The entire article is not focused on the theme as proposed in the title. The authors start discussing about one point and start getting deeper into the details irrespective of its relevance to the theme of article.
The review was conceived based on three keywords which have been included in the title: Extracellular vesicles, mitochondria and inflammatory diseases. This manuscript aims to collect all the latest findings linking mitochondria to EVs in the inflammatory process, shedding light on their involvement in several inflammatory-related diseases. For this reason, first, we have introduce the mitochondrion to explain how it is involved in the regulation of the inflammatory processes mediating the release of mtDAMPs. Successively, we have described which subtypes of EVs are known today and we have discussed of their role in several pathological contexts, highlighting how their cargo is mostly made up by mitochondrial portions, mtDNA, mitochondrial proteins and mtDAMPs.
In Abstract:
Paragraph 1: Please check the English in Line 1.
As requested by the reviewer, the sentence has been revised.
Line 2: The sentence is too lengthy. Please split it into two sentences for a better understanding.
Done
In last line, the authors should keep in mind that it is a review article, not a newspaper article. Please work on the scientific language throughout the script.
The abstract has been slightly modified to improve the scientific language. It is not quite clear what the comment on the newspaper article refers to, but we have reflected and tried to edit it with this problem in mind.
In introduction:
The authors have used one paragraph for one line. Was it so special?
We apologize to the referee, but his or her comment is not clear to us. The introduction was written to lay the foundation for the theme of the main body of the review. This is why it was structured with three keywords: mitochondria, mtDAMPs and EVs.
The authors have used a term “danger signals”. What are danger signals? Please specify.
The term 'danger' has been replaced with 'mitochondrial damage-associated signals' and the sentences has been modified to allow an easier understanding of the subject matter.
In section: “Mitochondrial Damage-associated Molecular Patterns” drive the mito-inflammation
The first line is redundant.

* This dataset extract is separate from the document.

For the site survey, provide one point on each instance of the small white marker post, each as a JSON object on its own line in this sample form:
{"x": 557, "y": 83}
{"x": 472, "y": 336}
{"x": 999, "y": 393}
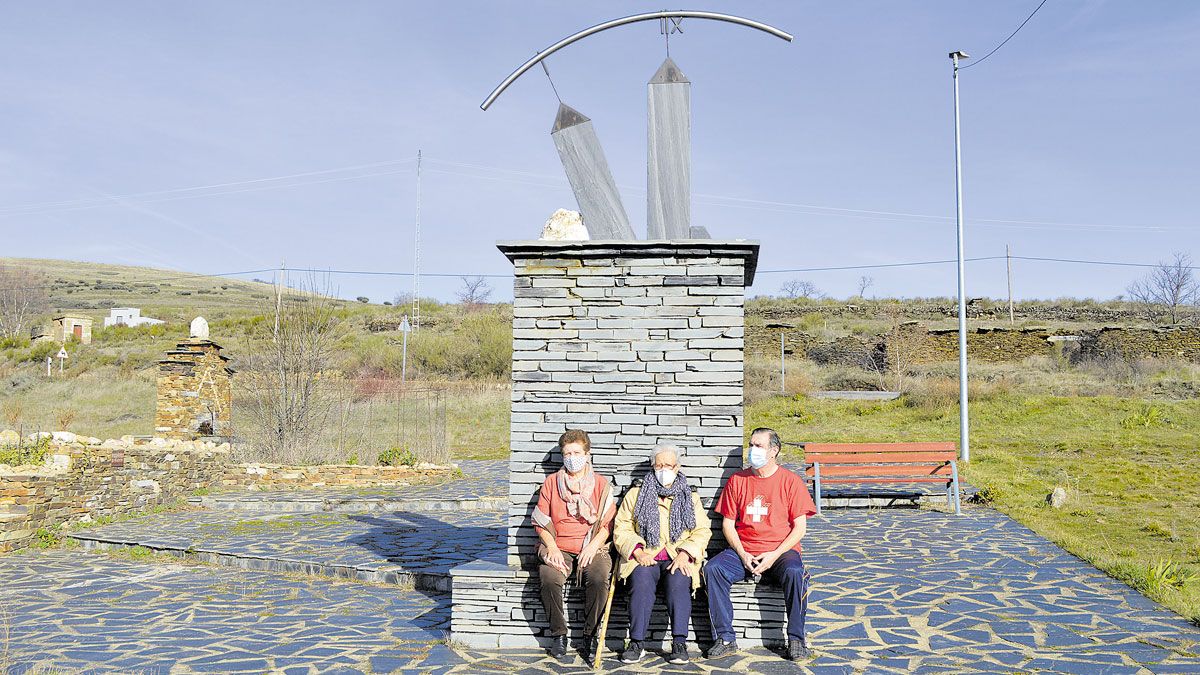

Please get rid of that.
The first line has been deleted.
Please check the English of second line.
As suggested by the reviewer, The sentence has been corrected.
Please check the English of sentence “Consequently, CL is transferred to the OMM or other cellular structures where modulate the activation of inflammatory reactions through activation of the NLRP3 inflammasome”
As suggested by the reviewer, The sentence has been corrected.
Please check the typological errors in line “The researchers u sed a high-resolution gradient separation to isolate brain-derived EVs from WT mice to obtain eight fractions containing different-sized EVs carrying various contents.”
As suggested by the reviewer, The sentence has been corrected.
The sentence “Specifically, it has been demonstrated that EVs contents mainly consist of DNA, mRNA, miRNA and proteins” is redundant and has been repeated multiple times.
We thank the reviewer for the comment, but checking carefully the text, there are not many repetitions of the sentence. Moreover, the first time that EVs contents is mentioned is in the section 'Mitochondrial Damage-associated Molecular Patterns'. In the different paragraphs in the body of the text, the content of EVs is repeated in relation to the findings made by other researchers on the specific inflammatory-related disease. In order to be less redundant, the sentence “Specifically, it has been demonstrated that EVs contents mainly consist of DNA, mRNA, miRNA and proteins, which provide biological information about the physiological/pathological conditions of the lungs” in the section “Pulmonary system” has been modified.
Round 2
Reviewer 3 Report
The authors have incorporated the suggestions and the script has been improved.